Today, we couldn’t imagine our lives without headphones. We connect them to our laptops so we can work while listening to our favourite tunes at full blast without disturbing those around us. We connect them to our smartphones to do the same, listening to the music or the podcasts coming our way through one of the myriad accessible online streaming services. In time, many headphones lost their wires and took on a more stylish look, turning them from an implement into an accessory. A very useful accessory.
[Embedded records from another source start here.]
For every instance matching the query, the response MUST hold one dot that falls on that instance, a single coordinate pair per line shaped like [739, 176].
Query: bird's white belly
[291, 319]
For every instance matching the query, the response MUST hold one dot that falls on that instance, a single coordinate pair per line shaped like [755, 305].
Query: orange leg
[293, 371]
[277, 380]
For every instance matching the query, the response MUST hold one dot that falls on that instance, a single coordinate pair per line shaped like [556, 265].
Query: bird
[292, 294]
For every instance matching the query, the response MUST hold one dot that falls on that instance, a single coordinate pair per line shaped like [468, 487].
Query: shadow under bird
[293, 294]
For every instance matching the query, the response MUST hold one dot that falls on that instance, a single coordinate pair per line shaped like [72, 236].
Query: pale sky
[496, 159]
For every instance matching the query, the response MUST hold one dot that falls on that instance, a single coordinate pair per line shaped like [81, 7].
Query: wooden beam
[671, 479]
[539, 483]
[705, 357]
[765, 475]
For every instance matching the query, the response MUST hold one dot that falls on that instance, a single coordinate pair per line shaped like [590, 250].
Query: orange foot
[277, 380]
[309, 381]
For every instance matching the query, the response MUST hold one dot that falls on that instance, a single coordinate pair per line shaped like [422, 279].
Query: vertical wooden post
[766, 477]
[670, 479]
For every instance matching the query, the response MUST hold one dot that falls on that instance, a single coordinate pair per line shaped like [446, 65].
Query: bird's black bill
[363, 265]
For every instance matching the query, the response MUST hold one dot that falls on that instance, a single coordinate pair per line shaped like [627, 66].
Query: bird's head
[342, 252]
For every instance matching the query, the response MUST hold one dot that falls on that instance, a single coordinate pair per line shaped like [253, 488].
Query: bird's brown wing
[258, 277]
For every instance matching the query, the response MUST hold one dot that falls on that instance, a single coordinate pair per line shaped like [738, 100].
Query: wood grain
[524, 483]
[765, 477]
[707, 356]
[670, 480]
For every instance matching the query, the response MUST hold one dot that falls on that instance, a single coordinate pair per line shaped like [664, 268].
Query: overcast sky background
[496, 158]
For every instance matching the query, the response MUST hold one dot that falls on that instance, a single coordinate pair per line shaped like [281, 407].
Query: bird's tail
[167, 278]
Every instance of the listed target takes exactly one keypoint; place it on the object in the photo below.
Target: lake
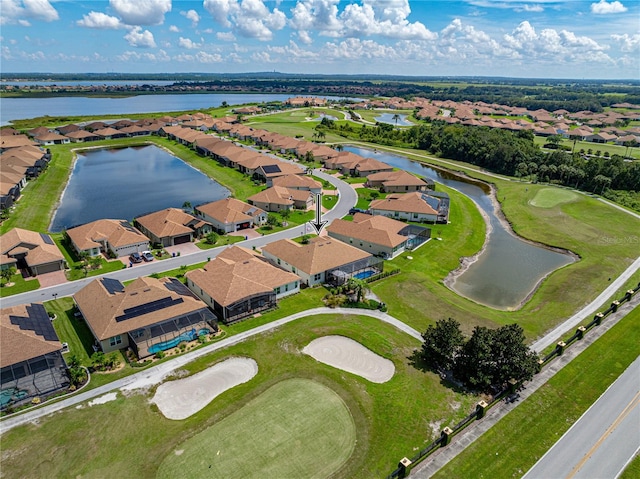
(509, 268)
(127, 182)
(21, 108)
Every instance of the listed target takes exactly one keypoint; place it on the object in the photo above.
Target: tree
(7, 273)
(359, 288)
(473, 366)
(442, 344)
(511, 357)
(211, 238)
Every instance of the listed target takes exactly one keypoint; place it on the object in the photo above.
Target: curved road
(347, 200)
(155, 374)
(601, 442)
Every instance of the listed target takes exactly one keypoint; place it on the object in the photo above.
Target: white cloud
(226, 36)
(100, 21)
(248, 18)
(603, 7)
(191, 15)
(628, 43)
(21, 11)
(141, 12)
(139, 38)
(132, 56)
(187, 43)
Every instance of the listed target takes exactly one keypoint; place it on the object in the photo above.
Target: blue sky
(511, 38)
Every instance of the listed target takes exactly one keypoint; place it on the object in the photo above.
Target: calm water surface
(509, 269)
(21, 108)
(128, 182)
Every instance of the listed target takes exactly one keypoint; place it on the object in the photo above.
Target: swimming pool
(364, 274)
(9, 394)
(172, 343)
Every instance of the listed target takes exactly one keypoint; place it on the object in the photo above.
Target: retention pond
(508, 269)
(124, 183)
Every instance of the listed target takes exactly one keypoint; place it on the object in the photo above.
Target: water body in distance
(388, 118)
(128, 182)
(21, 108)
(509, 268)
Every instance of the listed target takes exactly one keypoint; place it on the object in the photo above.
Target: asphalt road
(603, 440)
(347, 200)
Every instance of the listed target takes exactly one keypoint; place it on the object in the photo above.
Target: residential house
(298, 182)
(396, 182)
(267, 172)
(148, 315)
(239, 283)
(116, 238)
(30, 355)
(322, 260)
(172, 226)
(379, 235)
(229, 215)
(277, 199)
(416, 206)
(34, 253)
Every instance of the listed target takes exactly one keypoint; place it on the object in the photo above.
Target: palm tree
(359, 288)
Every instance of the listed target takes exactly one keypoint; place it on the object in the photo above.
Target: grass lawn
(19, 285)
(129, 436)
(550, 197)
(516, 442)
(295, 418)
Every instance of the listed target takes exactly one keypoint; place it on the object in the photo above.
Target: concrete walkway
(459, 443)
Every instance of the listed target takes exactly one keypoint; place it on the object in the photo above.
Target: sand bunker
(351, 356)
(181, 398)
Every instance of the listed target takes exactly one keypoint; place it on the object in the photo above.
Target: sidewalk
(459, 443)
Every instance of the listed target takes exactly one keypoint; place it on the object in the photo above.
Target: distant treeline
(509, 153)
(533, 94)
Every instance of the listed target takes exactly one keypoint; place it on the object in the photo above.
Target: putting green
(550, 197)
(297, 428)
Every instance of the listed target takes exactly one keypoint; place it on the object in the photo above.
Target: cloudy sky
(516, 38)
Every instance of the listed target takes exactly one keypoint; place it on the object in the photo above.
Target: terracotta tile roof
(320, 255)
(19, 334)
(297, 182)
(118, 232)
(105, 304)
(230, 210)
(409, 203)
(41, 249)
(236, 274)
(168, 222)
(374, 229)
(280, 196)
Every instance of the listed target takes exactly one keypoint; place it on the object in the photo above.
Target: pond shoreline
(466, 261)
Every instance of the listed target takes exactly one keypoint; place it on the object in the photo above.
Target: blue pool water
(7, 394)
(172, 343)
(364, 274)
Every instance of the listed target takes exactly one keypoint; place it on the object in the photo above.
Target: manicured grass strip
(550, 197)
(516, 442)
(632, 471)
(297, 428)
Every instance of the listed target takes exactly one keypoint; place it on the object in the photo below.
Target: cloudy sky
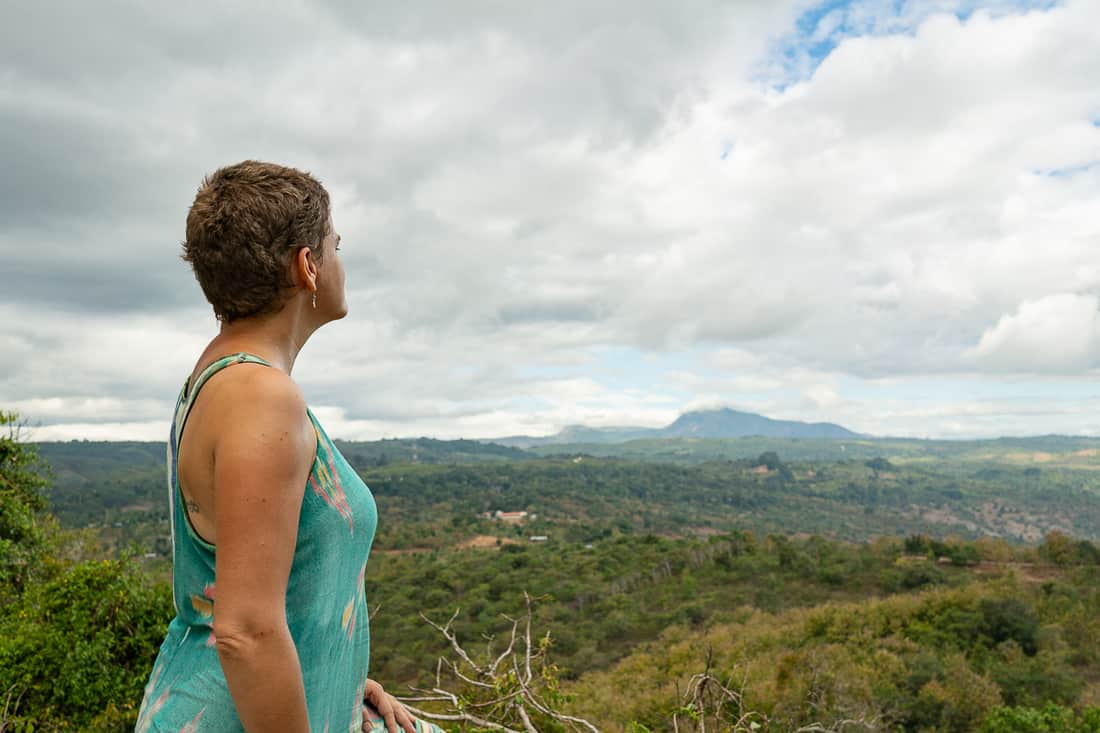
(883, 214)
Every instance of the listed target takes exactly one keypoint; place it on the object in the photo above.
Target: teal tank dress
(326, 604)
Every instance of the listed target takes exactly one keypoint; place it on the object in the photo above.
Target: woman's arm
(262, 461)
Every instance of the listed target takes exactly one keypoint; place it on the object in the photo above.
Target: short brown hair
(242, 230)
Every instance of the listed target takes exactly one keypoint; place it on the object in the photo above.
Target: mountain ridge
(717, 423)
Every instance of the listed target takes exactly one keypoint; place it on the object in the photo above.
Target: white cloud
(1057, 332)
(521, 188)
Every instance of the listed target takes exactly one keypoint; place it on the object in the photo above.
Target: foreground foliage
(77, 638)
(736, 630)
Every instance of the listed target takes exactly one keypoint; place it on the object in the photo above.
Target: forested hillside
(917, 589)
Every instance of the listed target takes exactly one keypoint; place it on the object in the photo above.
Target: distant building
(509, 517)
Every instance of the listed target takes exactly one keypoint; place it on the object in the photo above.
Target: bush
(80, 646)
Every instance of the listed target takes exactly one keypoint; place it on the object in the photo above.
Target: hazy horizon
(875, 214)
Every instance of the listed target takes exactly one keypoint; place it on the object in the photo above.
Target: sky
(883, 214)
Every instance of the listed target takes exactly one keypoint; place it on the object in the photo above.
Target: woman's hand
(397, 718)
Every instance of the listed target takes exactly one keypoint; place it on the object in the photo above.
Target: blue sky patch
(823, 25)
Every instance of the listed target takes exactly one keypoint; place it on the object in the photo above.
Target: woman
(271, 525)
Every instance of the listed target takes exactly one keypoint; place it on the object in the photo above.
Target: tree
(26, 531)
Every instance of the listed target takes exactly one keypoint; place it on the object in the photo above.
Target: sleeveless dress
(326, 604)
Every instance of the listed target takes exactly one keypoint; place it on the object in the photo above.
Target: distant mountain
(726, 423)
(723, 423)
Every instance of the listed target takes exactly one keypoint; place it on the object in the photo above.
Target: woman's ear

(Image credit: https://www.flickr.com/photos/35282948@N07/)

Getting smaller

The first headphones were pretty bulky and ugly. They were also uncomfortable because of the lack of padding. Later, as they became less a tool and more a consumer product, headphone designers spent more time fine-tuning their design and making them more suitable for the long hours of use. Some of them became smaller, others, much larger, offering the wearer an experience worthy of an audiophile (while blocking any outside noise as well). And in the 1980s, Sony introduced the “earbud”, an unobtrusive device that fits into the ear canal, offering a listening experience similar to its on-ear counterpart. From there to Apple’s iPod earbuds, there was just one step. And from there to the EarPods, another.

Looking better

Headphones and earphones were always more practical than stylish. For a long while, their vast majority was manufactured in black – for years, white earphones were associated with Apple’s iPod alone. In time, the white earbuds – even the AirPods- have become an inalienable part of Apple’s design, even though the vast majority of the other manufacturers have released their own white earphones.

Then, sometime in the middle of the 2010s, headphones and earphones – which were already omnipresent thanks to the rapid spread of the personal, pocket-sized entertainment devices we know as smartphones – they have become fashionable, too.

Beats and designer headphones

Today, people are no longer seeing their headphones (and earphones) as a simple extension of a media-playing device but also as a fashion statement. Suddenly, people started to consider not only the quality of their headphones but their looks, too. Old and reliable brands like Bang & Olufsen or Sennheiser, together with newcomers like Urbanears and Beats blasted into the market with headphones and earphones that double as accessories.

Even the humble AirPods have become a top-shelf fashion statement, expressing the inaccessibility and importance of an individual. And some of the biggest designer brands have embraced it, too – Dior, for example, has added AirPods cases to its ever-growing collection of accessories.

A century (and then some) has passed since the invention of the headphones. During this time, they successfully transitioned from an implement to a fashion accessory.